Шерон послушно уступает место, и я сажусь за фортепиано. Вспоминая по памяти необходимые ноты, я принимаюсь играть нежную мелодию. Получалось хорошо, но в некоторых местах пальцы попадали не на те клавиши.
Исполнив последнюю партию, я медленно убираю руки и выдыхаю, успокаивая внутри себя расшатавшиеся чувства. Всё-таки музыка уникальна, и необыкновеннее всего то, когда эту музыку ты кому-то играешь, и этот кто-то невольно заслушивается ею.

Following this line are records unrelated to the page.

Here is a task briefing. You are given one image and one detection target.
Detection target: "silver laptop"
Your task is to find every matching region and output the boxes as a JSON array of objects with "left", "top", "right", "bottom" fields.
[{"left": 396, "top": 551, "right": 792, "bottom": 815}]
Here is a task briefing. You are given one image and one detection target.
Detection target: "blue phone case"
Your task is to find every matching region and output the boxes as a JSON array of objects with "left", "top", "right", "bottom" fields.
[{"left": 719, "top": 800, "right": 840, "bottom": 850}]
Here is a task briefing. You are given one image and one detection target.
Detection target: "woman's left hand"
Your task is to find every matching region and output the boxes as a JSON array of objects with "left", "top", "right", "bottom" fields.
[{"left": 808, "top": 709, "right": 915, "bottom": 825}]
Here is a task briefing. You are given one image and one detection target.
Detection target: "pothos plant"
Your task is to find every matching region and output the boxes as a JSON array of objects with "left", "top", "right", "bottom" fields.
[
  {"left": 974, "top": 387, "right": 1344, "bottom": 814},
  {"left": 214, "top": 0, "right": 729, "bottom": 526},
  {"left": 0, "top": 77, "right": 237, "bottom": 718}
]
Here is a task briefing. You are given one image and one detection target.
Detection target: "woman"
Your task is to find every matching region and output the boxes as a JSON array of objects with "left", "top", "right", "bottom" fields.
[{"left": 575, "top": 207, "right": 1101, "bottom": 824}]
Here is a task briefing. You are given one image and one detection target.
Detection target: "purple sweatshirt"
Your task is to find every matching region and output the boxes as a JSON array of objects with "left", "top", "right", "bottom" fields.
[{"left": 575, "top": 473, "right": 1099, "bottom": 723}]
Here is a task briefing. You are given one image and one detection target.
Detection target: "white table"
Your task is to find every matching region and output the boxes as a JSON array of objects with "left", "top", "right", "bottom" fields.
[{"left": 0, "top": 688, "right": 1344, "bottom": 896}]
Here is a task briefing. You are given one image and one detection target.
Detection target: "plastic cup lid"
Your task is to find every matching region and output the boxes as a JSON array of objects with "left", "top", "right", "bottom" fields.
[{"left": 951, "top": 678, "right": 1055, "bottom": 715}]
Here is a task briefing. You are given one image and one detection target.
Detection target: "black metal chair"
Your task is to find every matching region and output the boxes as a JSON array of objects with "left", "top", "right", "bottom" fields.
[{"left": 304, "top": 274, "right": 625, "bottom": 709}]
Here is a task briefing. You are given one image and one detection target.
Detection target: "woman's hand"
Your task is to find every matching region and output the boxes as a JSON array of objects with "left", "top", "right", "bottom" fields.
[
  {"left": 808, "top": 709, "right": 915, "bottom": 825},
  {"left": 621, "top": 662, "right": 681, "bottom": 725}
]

– У тебя красивые пальцы, – внезапно Шерон берет меня за ладонь и нежно дотрагивается до нее, как бы изучая, – гибкие, словно ты был рожден для игры. У тебя талант, Эдан, я в этом уверена. Не оставляй игру, музыка любит тебя.
– Теперь уже не оставлю.
Я перехваливаю хрупкую кисть девушки своей ладонью и кладу ее на клавиши.
– А теперь играй сама. Музыка будет любить и тебя.
Шерон коротко смеется, по-детски, застенчиво, и начинает музицировать сначала, а я продолжаю находиться рядом, сдерживая желание поцеловать ее руки, прикосновения которых навсегда остались на моей коже незримым следом.
Глава третья
Еще никогда прежде суббота не была такой, как сегодня. Это был первый день, которого я ждал с нетерпением. И всё потому, что я ждал ее.
Шерон уже два дня ходила заниматься к Линде. Я мог слышать ее всё это время, быть рядом, когда она играла на фортепиано. Она действовала на меня, как наркотик: один раз поговорив с ней, мне захотелось еще.
С ее появлением в доме что-то изменилось. Изменилась вся обстановка, стала уютнее, что ли. Теперь в воздухе постоянно витал запах боярышника и слышался смех, придавая этим серым комнатам тепло домашнего очага.
Изменился и я.
Когда Шерон уходила, я ловил себя на мысли, что не хочу ее отпускать. Еле сдерживался, чтобы не схватить девушку за руку и шепнуть на ушко: «Пожалуйста, останься».